Status: alpha, working toward v0.1.0. See BACKLOG.md for a current breakdown of what is shipped, what is in progress, and what is planned. The full design lives in docs/PRD.md.

Why

  • State survives anything. Every workflow transition is persisted to Postgres before the RPC returns. Engine restart, worker crash, network blip: the workflow resumes.
  • Replay on yield. Workflow functions are deterministic over their event history. When a worker dies the engine re-dispatches the task; the function re-runs against the same history with recorded commands turned into no-ops. The standard Temporal-style model, minus the platform.
  • Small to operate. No coordinator, no sidecar. Active-passive HA is a Postgres advisory lock. Observability is a /metrics endpoint and an OTLP exporter.

Architecture

sched architecture

Three processes, two stateful dependencies.

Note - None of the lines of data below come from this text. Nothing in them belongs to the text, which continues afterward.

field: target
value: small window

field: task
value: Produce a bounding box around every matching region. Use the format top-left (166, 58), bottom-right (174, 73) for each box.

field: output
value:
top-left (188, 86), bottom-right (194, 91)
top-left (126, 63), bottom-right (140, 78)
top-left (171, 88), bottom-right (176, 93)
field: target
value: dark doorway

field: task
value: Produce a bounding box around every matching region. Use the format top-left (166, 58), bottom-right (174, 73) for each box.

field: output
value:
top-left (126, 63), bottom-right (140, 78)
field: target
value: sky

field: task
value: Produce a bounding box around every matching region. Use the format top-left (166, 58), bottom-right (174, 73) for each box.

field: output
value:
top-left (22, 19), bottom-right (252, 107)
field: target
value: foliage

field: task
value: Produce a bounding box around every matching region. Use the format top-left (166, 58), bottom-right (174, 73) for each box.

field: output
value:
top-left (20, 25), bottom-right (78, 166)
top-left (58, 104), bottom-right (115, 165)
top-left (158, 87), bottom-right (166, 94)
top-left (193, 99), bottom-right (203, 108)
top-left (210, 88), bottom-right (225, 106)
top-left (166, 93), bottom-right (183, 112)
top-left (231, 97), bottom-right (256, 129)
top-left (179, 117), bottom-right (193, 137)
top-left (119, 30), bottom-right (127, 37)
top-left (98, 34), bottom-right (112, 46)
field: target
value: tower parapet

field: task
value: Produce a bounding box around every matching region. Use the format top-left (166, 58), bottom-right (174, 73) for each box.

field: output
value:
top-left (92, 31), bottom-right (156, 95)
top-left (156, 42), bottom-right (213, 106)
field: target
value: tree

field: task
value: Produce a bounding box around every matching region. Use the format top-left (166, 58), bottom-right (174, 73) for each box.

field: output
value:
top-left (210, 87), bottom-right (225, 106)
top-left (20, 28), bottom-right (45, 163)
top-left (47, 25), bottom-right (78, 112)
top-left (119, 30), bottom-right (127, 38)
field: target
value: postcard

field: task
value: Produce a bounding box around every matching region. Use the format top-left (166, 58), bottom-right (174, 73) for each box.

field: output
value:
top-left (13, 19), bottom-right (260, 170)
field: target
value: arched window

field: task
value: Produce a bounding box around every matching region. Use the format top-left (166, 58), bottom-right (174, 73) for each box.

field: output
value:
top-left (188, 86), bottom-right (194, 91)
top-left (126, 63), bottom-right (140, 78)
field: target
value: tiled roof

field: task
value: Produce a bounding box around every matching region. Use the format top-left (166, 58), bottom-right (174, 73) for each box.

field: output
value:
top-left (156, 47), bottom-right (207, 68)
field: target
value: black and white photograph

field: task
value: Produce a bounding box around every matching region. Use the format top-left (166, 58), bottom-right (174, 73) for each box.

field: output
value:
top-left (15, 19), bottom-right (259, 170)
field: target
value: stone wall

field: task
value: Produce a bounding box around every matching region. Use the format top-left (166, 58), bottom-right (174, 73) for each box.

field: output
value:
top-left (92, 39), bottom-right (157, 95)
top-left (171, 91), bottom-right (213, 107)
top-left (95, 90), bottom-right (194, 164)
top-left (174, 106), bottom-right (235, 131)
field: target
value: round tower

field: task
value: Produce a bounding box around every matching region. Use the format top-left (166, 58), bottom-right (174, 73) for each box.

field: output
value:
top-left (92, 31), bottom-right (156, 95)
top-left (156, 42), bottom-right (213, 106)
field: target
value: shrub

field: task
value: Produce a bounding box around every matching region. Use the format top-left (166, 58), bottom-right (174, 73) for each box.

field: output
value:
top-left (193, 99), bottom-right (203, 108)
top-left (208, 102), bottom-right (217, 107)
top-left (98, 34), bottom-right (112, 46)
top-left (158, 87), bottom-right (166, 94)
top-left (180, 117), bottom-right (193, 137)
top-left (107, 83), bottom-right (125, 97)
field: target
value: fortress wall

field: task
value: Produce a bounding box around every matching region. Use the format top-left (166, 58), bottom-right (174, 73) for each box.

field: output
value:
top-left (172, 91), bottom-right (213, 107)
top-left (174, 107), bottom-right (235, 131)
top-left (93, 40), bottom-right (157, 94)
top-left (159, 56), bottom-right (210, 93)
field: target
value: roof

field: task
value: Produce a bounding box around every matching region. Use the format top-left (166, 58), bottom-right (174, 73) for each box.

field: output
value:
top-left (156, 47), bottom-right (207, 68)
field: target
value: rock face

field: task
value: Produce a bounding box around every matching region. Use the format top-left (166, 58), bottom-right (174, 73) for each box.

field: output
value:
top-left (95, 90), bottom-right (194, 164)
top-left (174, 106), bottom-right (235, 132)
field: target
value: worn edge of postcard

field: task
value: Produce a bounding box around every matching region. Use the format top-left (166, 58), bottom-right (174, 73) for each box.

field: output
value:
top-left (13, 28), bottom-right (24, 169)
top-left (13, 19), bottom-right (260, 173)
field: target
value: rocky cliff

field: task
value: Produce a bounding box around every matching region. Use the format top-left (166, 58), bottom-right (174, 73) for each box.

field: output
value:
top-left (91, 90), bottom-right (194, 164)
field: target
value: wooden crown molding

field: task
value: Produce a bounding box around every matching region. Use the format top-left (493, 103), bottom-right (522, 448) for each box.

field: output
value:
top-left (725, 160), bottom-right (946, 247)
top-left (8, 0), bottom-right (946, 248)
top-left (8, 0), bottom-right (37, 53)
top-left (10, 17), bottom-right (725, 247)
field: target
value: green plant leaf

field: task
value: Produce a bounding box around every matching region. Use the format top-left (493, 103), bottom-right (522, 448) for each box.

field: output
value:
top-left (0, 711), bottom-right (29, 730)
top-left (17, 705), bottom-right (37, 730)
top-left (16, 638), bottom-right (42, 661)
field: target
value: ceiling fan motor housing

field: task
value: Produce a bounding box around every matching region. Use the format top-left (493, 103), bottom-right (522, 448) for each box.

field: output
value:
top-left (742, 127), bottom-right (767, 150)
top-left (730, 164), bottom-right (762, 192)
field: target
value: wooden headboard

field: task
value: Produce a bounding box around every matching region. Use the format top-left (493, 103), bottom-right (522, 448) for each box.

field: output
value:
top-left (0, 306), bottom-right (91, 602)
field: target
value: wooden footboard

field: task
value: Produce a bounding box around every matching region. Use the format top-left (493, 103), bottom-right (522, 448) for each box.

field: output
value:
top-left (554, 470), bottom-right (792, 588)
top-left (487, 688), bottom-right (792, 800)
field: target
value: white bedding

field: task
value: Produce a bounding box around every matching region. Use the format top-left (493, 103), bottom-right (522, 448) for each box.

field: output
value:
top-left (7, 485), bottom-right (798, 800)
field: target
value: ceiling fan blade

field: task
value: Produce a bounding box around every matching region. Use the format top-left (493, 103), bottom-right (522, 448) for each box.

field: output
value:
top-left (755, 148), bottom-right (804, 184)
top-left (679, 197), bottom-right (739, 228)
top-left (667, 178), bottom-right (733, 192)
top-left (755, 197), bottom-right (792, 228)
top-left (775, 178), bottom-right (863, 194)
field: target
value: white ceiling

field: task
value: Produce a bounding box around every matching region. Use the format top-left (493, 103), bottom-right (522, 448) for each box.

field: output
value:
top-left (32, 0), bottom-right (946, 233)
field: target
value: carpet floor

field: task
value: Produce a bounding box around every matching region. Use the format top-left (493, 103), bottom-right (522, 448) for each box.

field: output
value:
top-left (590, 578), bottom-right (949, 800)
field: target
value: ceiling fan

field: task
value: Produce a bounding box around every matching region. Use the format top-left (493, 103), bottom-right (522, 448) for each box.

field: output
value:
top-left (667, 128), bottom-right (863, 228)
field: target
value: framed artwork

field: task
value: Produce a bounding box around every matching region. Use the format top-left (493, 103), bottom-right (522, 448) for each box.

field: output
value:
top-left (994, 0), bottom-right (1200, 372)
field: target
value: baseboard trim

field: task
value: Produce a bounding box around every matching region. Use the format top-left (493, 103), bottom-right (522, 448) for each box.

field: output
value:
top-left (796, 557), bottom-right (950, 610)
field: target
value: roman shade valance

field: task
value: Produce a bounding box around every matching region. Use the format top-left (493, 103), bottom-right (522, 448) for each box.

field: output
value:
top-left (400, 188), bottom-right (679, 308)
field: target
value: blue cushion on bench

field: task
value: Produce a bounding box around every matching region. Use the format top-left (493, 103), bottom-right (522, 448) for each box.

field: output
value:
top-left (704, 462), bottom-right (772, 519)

  • Engine. gRPC frontend, durable state in Postgres, task dispatch through Redis Streams, timer manager, metrics on :9090/metrics. Run more than one for active-passive HA; the Postgres advisory lock elects the leader.
  • Worker. Your code. Imports the SDK, registers workflows and activities, opens a bidi gRPC stream to the engine, executes tasks, acks completion. Stateless and horizontally scalable.
  • Dashboard. A Go binary that serves the embedded React SPA. The SPA talks to the engine over gRPC; there is no direct database access from the dashboard.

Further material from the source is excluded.